Les yeux du monde entier sont tournés vers la Chine et plus particulièrement vers Wuhan.

Xueming Chen Xueming Chen
Consul général de la République populaire de Chine à Montréal

Des restrictions les plus rigoureuses au niveau de la circulation à Wuhan et de quelques autres villes, la construction de deux nouveaux hôpitaux destinés à la mise en quarantaine de 6 à 8 jours, l’arrivée de plus de 10 000 médecins et infirmières des quatre coins du pays à Wuhan sont parmi les mesures extraordinaires mises en place par le gouvernement chinois.

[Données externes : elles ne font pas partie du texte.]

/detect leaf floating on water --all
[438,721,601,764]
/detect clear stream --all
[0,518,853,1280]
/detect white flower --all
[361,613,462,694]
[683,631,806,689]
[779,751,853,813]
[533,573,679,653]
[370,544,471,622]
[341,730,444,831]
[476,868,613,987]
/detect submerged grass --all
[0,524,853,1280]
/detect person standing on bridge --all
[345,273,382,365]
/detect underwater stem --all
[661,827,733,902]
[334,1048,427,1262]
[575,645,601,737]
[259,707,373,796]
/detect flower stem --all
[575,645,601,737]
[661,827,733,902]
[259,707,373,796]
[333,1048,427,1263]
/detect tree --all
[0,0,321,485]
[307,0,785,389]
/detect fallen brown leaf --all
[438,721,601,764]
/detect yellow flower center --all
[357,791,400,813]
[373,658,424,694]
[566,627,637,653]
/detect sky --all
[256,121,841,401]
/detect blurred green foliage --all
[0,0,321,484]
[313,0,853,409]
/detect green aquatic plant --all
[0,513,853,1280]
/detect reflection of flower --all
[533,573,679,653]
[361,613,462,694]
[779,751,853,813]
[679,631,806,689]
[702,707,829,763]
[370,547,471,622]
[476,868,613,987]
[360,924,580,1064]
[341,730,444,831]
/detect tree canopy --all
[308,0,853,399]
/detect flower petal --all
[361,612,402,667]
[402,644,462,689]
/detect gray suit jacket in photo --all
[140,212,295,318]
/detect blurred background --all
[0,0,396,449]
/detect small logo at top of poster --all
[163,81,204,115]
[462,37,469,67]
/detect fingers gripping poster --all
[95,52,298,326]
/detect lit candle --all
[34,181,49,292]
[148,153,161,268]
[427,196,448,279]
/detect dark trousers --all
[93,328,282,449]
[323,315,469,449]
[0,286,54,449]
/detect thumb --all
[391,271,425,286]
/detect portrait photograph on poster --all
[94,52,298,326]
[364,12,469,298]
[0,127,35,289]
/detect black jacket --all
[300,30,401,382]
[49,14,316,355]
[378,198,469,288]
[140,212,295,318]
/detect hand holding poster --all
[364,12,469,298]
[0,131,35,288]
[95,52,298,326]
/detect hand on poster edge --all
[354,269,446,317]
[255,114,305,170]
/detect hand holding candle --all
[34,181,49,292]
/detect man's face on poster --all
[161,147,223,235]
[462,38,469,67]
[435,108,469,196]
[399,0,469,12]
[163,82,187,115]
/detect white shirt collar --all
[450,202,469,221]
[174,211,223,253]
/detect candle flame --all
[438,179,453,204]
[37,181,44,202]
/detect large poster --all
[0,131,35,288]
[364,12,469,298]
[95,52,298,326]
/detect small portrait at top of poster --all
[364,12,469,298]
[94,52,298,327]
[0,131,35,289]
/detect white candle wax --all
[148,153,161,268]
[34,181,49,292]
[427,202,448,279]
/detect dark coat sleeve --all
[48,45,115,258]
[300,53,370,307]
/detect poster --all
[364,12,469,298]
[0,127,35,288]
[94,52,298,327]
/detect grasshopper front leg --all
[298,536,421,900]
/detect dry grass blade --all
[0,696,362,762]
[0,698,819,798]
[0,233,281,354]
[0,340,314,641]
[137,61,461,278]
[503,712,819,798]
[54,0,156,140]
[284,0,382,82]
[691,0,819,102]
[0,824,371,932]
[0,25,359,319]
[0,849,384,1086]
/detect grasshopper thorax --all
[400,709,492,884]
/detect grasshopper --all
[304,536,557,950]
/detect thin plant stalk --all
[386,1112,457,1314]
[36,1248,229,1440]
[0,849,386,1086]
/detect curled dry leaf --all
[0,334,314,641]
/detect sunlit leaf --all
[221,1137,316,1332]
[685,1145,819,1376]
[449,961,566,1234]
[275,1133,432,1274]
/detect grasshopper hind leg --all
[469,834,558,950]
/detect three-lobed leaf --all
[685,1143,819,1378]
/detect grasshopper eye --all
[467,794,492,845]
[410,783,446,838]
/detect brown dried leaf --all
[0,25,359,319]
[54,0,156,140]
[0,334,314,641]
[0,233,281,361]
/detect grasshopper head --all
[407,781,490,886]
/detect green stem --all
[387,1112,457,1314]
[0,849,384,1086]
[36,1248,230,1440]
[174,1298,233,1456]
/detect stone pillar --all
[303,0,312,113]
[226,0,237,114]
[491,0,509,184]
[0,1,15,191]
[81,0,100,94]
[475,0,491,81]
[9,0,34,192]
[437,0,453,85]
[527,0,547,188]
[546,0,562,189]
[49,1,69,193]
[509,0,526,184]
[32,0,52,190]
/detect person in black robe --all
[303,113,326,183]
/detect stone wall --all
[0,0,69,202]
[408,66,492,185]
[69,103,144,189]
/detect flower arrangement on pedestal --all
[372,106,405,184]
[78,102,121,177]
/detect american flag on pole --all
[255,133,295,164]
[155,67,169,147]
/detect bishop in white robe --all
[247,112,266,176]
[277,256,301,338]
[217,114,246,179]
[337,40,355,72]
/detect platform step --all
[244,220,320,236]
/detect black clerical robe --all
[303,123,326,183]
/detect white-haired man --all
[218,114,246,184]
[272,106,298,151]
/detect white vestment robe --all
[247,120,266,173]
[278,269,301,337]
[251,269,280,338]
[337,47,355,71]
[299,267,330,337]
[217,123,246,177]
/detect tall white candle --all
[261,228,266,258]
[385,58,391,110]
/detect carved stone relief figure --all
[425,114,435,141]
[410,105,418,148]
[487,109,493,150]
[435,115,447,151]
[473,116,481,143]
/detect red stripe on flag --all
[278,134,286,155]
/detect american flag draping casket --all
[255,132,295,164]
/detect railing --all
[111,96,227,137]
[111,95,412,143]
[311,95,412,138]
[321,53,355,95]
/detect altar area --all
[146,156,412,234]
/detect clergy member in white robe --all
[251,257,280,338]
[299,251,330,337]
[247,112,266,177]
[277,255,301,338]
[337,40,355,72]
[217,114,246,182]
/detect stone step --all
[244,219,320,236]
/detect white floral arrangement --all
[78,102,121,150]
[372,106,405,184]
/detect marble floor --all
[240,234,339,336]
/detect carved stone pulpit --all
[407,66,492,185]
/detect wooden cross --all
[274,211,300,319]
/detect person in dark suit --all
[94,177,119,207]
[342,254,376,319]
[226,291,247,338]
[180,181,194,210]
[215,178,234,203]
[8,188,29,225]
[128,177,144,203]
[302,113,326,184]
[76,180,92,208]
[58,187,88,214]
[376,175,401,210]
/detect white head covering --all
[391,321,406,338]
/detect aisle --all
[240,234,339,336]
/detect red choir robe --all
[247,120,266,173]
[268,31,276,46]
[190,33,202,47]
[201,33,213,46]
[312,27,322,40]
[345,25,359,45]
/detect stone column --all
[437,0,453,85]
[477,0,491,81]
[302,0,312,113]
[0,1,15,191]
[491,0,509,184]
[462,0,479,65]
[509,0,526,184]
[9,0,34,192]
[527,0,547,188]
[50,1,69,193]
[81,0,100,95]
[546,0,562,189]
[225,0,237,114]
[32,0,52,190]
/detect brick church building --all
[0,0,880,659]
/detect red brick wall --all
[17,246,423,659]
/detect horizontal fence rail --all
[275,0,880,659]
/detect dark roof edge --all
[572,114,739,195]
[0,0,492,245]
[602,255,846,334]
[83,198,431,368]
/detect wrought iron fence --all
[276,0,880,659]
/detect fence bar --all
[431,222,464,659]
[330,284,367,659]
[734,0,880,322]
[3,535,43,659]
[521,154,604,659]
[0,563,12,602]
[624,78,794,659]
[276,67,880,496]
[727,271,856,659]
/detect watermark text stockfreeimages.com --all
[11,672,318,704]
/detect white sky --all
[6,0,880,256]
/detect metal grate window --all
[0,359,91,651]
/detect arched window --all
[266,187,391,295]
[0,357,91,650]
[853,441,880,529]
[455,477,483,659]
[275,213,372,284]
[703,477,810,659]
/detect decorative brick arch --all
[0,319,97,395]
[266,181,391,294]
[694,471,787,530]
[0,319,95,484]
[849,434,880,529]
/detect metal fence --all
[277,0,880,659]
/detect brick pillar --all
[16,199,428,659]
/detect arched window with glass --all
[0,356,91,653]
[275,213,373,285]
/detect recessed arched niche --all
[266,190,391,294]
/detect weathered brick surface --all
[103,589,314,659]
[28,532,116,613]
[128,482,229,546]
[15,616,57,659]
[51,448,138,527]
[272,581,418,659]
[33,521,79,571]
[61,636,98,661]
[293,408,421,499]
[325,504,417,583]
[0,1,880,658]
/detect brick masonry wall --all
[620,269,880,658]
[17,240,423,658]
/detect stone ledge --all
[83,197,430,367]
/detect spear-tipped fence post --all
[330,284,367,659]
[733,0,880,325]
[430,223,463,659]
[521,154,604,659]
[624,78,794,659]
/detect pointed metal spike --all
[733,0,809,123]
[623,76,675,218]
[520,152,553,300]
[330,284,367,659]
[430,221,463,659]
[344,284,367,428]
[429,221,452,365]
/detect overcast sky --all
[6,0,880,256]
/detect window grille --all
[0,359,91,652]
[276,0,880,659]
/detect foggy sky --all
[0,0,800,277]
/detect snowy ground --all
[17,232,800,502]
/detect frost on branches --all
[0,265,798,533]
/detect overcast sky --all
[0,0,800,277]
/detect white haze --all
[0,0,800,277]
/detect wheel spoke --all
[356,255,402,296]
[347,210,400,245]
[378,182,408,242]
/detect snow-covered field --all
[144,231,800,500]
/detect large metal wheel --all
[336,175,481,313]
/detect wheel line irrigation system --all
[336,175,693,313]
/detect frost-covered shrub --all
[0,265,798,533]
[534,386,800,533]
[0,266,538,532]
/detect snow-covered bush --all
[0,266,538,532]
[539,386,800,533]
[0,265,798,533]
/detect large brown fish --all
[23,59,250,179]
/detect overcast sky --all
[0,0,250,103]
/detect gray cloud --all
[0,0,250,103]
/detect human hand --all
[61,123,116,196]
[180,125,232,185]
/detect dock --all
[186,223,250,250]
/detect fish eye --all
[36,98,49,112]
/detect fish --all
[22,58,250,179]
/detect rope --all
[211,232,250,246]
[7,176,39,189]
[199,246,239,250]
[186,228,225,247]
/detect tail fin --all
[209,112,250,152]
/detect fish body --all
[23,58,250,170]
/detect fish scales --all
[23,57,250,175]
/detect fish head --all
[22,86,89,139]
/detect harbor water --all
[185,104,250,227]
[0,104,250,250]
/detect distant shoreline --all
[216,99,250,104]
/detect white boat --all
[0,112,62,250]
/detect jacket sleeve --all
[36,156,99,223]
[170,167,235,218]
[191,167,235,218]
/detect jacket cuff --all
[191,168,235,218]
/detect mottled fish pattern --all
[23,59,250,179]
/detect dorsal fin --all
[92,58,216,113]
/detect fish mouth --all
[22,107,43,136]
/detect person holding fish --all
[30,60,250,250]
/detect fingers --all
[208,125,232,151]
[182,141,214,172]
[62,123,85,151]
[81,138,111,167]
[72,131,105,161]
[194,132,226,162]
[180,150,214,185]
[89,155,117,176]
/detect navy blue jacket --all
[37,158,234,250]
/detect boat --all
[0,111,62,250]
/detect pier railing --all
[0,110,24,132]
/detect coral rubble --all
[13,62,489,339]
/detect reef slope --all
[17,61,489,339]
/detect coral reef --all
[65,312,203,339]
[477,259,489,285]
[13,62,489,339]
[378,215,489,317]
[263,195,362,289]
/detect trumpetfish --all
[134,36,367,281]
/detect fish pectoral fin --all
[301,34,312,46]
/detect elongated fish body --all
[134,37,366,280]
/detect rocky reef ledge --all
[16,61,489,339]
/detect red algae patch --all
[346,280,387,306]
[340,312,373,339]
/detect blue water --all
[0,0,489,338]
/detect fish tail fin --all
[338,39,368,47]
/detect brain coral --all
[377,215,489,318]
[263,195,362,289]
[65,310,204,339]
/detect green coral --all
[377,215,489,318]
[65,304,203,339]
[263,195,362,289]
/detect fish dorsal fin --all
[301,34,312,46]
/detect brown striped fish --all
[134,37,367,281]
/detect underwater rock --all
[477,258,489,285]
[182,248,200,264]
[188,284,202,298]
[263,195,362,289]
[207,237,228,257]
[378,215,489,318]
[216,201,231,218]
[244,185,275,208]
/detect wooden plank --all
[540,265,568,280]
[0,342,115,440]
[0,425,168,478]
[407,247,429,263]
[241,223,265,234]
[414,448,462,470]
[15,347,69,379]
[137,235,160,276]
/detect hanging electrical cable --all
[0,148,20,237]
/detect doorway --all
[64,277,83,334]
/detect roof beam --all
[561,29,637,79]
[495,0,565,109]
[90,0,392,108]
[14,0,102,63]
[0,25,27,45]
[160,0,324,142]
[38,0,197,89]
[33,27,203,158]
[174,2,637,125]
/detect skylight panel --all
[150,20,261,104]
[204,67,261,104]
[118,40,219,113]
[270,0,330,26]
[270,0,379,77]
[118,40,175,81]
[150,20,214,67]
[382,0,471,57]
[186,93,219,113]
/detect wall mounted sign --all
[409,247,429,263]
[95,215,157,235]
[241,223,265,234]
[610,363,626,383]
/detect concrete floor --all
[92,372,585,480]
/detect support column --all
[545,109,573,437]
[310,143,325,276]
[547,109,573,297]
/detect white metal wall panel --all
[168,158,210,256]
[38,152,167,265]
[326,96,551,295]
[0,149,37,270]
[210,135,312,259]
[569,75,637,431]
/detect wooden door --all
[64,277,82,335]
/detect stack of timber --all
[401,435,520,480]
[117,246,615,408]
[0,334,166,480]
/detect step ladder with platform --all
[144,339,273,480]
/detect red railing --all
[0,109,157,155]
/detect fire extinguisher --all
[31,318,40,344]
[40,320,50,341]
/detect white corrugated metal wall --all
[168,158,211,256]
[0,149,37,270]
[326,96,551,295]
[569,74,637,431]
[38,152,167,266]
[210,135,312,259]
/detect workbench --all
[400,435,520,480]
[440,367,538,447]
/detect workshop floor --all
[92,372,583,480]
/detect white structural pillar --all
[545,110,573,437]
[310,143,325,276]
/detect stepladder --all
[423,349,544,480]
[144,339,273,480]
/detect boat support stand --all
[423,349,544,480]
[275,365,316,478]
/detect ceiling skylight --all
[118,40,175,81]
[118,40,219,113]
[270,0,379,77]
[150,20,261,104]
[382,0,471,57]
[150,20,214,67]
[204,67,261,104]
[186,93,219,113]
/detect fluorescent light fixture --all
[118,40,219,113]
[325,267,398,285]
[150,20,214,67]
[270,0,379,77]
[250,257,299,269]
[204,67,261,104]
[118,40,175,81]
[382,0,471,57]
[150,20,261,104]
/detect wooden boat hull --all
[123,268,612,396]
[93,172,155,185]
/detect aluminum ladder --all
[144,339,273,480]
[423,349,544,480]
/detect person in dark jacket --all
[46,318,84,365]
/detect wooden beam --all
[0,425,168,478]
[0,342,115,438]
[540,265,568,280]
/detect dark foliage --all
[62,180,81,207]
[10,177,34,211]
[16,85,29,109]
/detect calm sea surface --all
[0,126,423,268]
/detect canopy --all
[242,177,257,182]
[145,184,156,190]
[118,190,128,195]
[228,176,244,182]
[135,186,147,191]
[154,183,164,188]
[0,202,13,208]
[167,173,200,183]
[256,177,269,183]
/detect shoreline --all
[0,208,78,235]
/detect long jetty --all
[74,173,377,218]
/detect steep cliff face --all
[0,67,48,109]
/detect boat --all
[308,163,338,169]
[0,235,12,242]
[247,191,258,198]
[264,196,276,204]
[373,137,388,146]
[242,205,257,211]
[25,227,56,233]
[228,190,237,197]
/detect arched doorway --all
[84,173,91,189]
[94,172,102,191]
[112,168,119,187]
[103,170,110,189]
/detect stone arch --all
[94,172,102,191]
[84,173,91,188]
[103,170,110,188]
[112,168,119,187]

Tout cela à cause de l’arrivée inattendue d’un nouveau coronavirus (COVID-19) pendant les vacances de la fête du Printemps, la fête la plus importante pour les Chinois.

Ces mesures fortes, déterminées et d’envergure ont pour but d’endiguer la propagation du virus en mobilisant les ressources de tout le pays.

Elles sont plus strictes que celles demandées dans une telle situation d’urgence, non seulement pour garantir la santé des Chinois et des étrangers habitant en Chine, mais aussi pour préserver la sécurité de la santé publique mondiale. « Il existe une occasion à saisir grâce aux mesures que la Chine a prises à l’épicentre, à la source. Ne manquons pas cette occasion », a dit Tedros Adhanom Ghebreyesus, directeur général de l’Organisation mondiale de la santé (OMS).

Face à cette urgence, il est vrai que la Chine a des lacunes à combler et des difficultés à surmonter. Néanmoins, le gouvernement chinois déploie et déploiera tous ses efforts dans un esprit ouvert, transparent et responsable, pour approfondir sa connaissance sur le virus, pour communiquer à temps les informations, pour répondre activement aux préoccupations des différentes parties, pour tirer des expériences contre l’épidémie, pour améliorer sa capacité de gouverner et pour renforcer sa coopération avec la communauté internationale. Nous en avons la confiance et la détermination.

Urgence de santé publique

L’OMS a déclaré l’épidémie du coronavirus une urgence de santé publique de portée internationale. La principale raison de cette décision, comme l’a dit Dr Tedros, est de souligner l’importance pour les pays où le système de santé serait plus faible de se préparer à une éventuelle propagation du virus.

De plus, l’OMS ne recommande pas et s’oppose même à toute restriction de voyage et de commerce avec la Chine. L’OMS appelle à une coordination des différents pays et des mesures de protection et de prévention rationnelles et prudentes. Il est normal d’écouter les inquiétudes. Il est toutefois dommage de voir certains pays donner une réponse surréactive, voire tenter de jouer une carte politique.

En ce moment particulier, nous saluons nos amis québécois qui se sont joints à nous en nous inspirant courage et en nous apportant du soutien. Ils envoient un message clair, celui de dire non à la discrimination envers la communauté chinoise causée par la crainte.

La communauté chinoise au Québec apporte activement son soutien aux efforts contre l’épidémie et elle établit avec solidarité un réseau pour aider ceux qui arrivent ces derniers jours de Chine et qui se mettent volontairement en quarantaine.

Comme nous l’ont montré les combats contre Ebola ou encore H1N1, les efforts communs nous permettent de sortir de l’épidémie. Ils sont un miroir où l’égoïsme et la xénophobie se retrouvent quelquefois, mais où la bonté et l’amitié de l’humanité restent toujours vivantes et précieuses.